毎日のようにデジタルに関する記事を目にする

毎日何十億もの写真、ニュース、歌、レントゲン写真、テレビ番組、通話、電子メールが「ビット」、すなわち 0 と 1 の組み合わせで表された数として世界じゅうに拡散される。電話帳、新聞、CD、手書きの手紙、それにプライバシーは、すべてデジタル以前の時代の遺物だ。

私たちはこのデジタル情報の爆発から逃れることはできないし、逃れたいと思う者もまずいない。それによってもたらされる数々の恩恵が、あまりにも魅惑的だからだ。デジタル技術は、比類なき革新、協力、娯楽、民主主義への参加を可能にした。

だが、それと同時に、その驚くべき技術によって、私たちの生活の細部までもが、ますます多くのデジタルデータとして捉えられるようになり、その結果、何世紀にもわたって私たちが抱いてきたプライバシー、個人情報、表現の自由、個人の管理に対する考えが打ち砕かれている。

世界を変えた「ビット」の真実

世界はいきなり変化した。ほぼすべてのものが、どこかのコンピューターに保存されている。たとえば、公判記録、食料品店での購入品、大事な家族写真、ハリウッド映画の貴重な傑作、つまらないテレビ番組。コンピューターには現在は有用ではないが、いつか役に立つかもしれないと誰かが思っているものも多く保管されている。

そして、それらはみな 0 と 1 のみ、つまり「ビット」で表現されている。それらのビットは家庭のコンピューター、あるいは大企業や政府機関のデータセンター内の「ディスク」にしまわれている。それらのディスクの多くはもはや回転する円盤状のものではなく、歴史的な理由で「ディスク」と呼ばれている、異なる種類のストレージ媒体だ。最近のディスクの大半は「クラウド」のなかだ。これはアマゾンといった大企業が所有していて、何かを保管する場所を必要とする人々に貸し出しているディスクのしゃれた名前と思えばいい。

ここでビットについての真実を提示したい。私たちがこれを「公案」と呼んでいるのは、それらは瞑想や悟りにつながる禅問答のような矛盾をはらんでいるからだ。次に示す公案は、極度の単純化であり、極度の一般化でもある。発展しつつあるが、まだはっきりとは姿を現していない世界を描いたものだ。だが、現時点においても、これらの公案は私たちが普段思っている以上に真実を突いている。以下で挙げる基本的な考え方は、デジタル爆発についての事例で繰り返し登場する。

●公案1-すべてはビットである

あなたのパソコンやスマートフォンは、なかに写真、手紙、歌、映画が入っていると、あなたを上手に錯覚させている。実際に含まれているのは、あなたには見えないかたちで組み合わされた大量のビットだ。あなたのコンピューターはただビットだけを保管するようにできていて、ファイルやフォルダー、さまざまな種類のデータは、コンピュータープログラマーがつくりあげた幻想にすぎない。
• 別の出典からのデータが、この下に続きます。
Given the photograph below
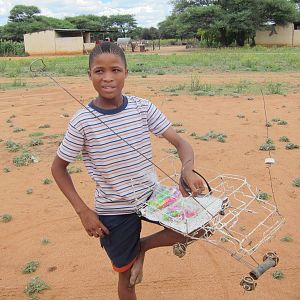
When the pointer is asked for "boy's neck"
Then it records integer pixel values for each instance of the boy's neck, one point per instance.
(108, 104)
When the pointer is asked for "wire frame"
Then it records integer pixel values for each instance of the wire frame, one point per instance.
(232, 216)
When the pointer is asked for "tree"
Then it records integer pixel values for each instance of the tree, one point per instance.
(125, 23)
(20, 13)
(230, 20)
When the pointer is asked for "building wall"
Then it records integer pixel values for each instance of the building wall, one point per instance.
(40, 43)
(284, 36)
(296, 40)
(69, 45)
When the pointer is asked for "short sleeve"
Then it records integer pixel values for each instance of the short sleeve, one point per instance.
(71, 144)
(157, 121)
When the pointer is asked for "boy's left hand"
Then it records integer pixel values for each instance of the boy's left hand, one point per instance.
(193, 181)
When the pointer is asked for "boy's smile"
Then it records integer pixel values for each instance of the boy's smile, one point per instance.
(108, 74)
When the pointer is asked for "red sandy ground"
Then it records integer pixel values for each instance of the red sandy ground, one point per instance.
(74, 265)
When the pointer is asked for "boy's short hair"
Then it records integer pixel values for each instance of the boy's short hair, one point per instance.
(107, 47)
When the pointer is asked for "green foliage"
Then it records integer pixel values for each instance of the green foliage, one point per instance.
(35, 286)
(286, 238)
(225, 22)
(47, 181)
(29, 191)
(291, 146)
(278, 275)
(282, 122)
(220, 137)
(36, 134)
(5, 218)
(296, 182)
(17, 129)
(25, 159)
(73, 169)
(30, 267)
(36, 142)
(263, 196)
(45, 241)
(268, 145)
(12, 146)
(45, 126)
(11, 48)
(284, 139)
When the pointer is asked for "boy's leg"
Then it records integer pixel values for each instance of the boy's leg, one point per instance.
(166, 237)
(125, 291)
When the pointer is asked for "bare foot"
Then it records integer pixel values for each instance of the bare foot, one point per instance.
(137, 270)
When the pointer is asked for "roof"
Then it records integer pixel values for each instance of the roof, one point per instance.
(81, 30)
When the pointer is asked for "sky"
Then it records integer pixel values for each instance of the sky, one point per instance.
(147, 13)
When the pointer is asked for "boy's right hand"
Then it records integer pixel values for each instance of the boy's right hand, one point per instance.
(91, 223)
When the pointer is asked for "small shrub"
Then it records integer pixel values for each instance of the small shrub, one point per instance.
(35, 286)
(282, 122)
(296, 182)
(47, 181)
(73, 169)
(36, 134)
(6, 218)
(24, 159)
(275, 120)
(30, 267)
(284, 139)
(180, 130)
(221, 139)
(45, 241)
(36, 142)
(291, 146)
(269, 141)
(29, 191)
(240, 116)
(286, 238)
(17, 129)
(278, 275)
(267, 147)
(177, 124)
(45, 126)
(263, 196)
(12, 146)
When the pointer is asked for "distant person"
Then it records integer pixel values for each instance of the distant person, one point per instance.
(114, 165)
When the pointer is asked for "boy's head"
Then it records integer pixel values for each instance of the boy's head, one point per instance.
(108, 71)
(104, 48)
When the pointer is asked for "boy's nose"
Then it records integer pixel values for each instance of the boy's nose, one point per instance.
(107, 76)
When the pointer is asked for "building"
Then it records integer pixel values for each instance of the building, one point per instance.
(58, 42)
(288, 35)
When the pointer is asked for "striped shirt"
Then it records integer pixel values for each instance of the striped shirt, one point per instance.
(115, 144)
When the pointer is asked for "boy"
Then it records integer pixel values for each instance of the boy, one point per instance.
(113, 135)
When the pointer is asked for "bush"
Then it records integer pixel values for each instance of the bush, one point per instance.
(11, 48)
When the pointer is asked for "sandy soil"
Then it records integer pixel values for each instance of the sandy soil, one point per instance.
(73, 264)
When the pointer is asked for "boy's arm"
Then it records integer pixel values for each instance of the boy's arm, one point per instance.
(186, 155)
(87, 216)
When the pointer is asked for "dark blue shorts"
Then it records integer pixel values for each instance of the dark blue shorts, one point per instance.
(122, 245)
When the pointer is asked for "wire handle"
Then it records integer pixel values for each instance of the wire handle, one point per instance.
(188, 189)
(37, 66)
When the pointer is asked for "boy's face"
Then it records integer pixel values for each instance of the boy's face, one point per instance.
(108, 74)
あなたが送った写真つきのメッセージがインターネットを流れていくとき、それを処理するコンピューターはどれも、自身が扱っているその情報の一部は文字データで一部は画像データであることなどまったくわかっていない。また、通話もビットにすぎず、それが競争の創出を促した。

つまり、従来の電話会社に加えて、携帯電話会社、ケーブルテレビ会社、IP電話サービス会社は、ビットをやりとりすればそれぞれのあいだでの通話を実現できるというわけだ。インターネットはあくまでビットを扱うようにつくられたものであり、ソフトウエア開発者が考案した電子メールや添付ファイルを処理するようにできていない。私たちはそうしたメールやファイルといった、より直感的に理解できる概念がなければやっていけないが、それらは見せかけにすぎない。表面下にあるすべては、ビットなのだ。